Taxes scolaires: soupir de soulagement en Outaouais

Des dizaines de milliers de contribuables de l’Outaouais devraient pouvoir économiser quelques centaines de dollars l’an prochain sans même avoir à lever le petit doigt grâce à la réforme de la taxation scolaire qu’a présentée jeudi le ministre de l’Éducation, Sébastien Proulx.

Le projet de loi 166 déposé jeudi à l’Assemblée nationale par le ministre Proulx vient confirmer que Québec prévoit la mise en place d’un taux de taxation scolaire unique dans chaque région de la province. Si le projet de loi est adopté tel que présenté, le calcul de la taxe scolaire pour 2018-2019 se fera sur la base du plus bas taux en vigueur dans chaque région, que ce soit du côté anglophone ou francophone. En Outaouais, ce plus bas taux est observé du côté de la Commission scolaire Western Québec, où les contribuables paient 0,136 94 $ par 100 $ d’évaluation foncière.

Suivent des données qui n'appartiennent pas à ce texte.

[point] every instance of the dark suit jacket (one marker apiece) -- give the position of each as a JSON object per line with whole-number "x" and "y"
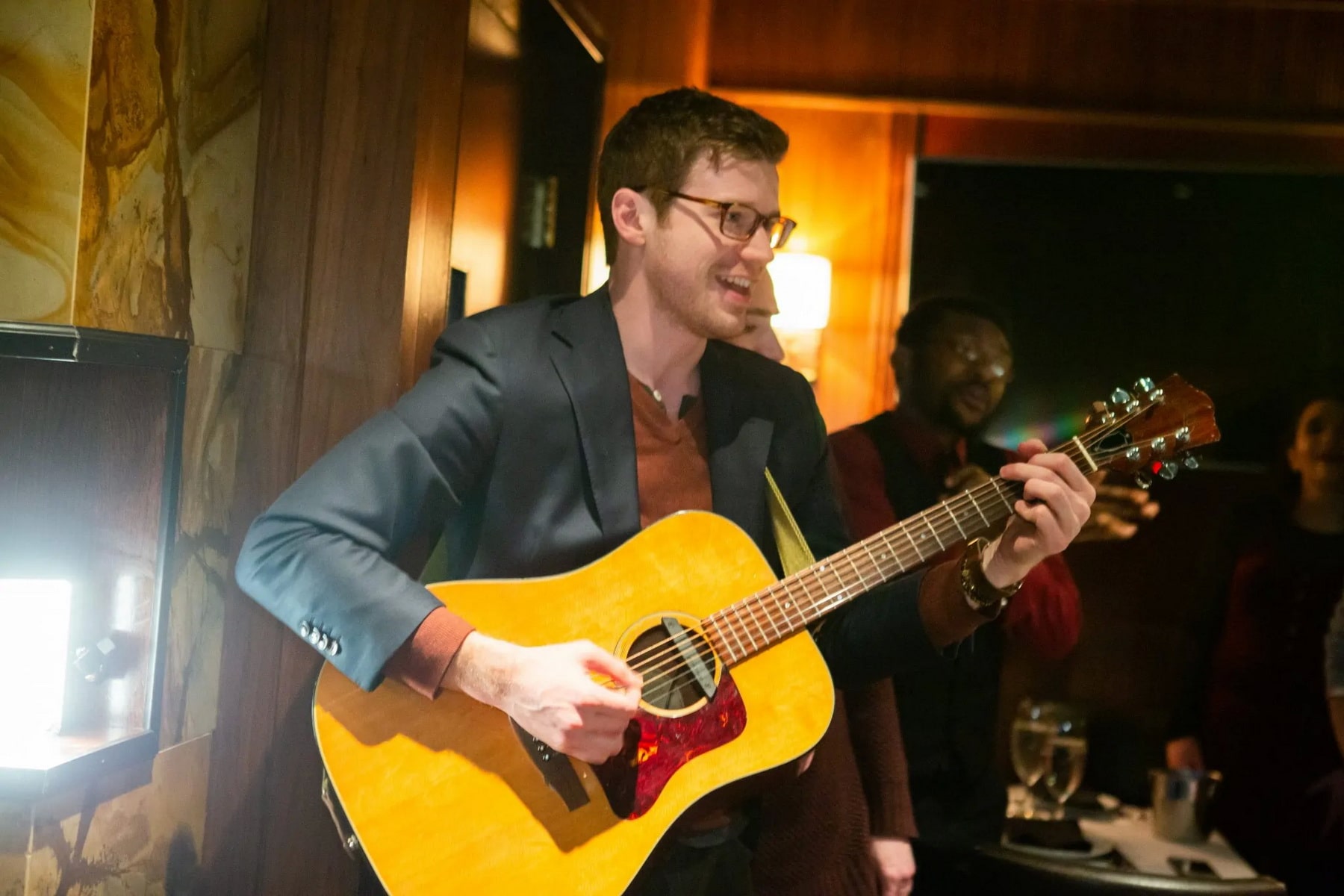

Le projet de loi prévoit aussi une exemption de la taxe scolaire sur les premiers 25 000 $ de la valeur foncière de chaque propriété.

Un outil mis en ligne par le ministère permet déjà aux contribuables d’avoir une idée de l’ampleur que prendra la baisse de leur compte de taxes scolaires.

Les prévisions gouvernementales, qui se basent sur « des estimations de la valeur foncière moyenne » d’une résidence unifamiliale dans chaque commission scolaire, évoquent ainsi une diminution de la facture de l’ordre de 516 $ sur le territoire de la Commission scolaire des Draveurs (CSD). 

La baisse est évaluée à 385 $ pour la Commission scolaire des Portages-de-l’Outaouais, à 347 $ pour la Commission scolaire au Coeur-des-Vallées, à 278 $ pour la Commission scolaire des Hauts-Bois-de-l’Outaouais et à 30 $ pour la CSWQ.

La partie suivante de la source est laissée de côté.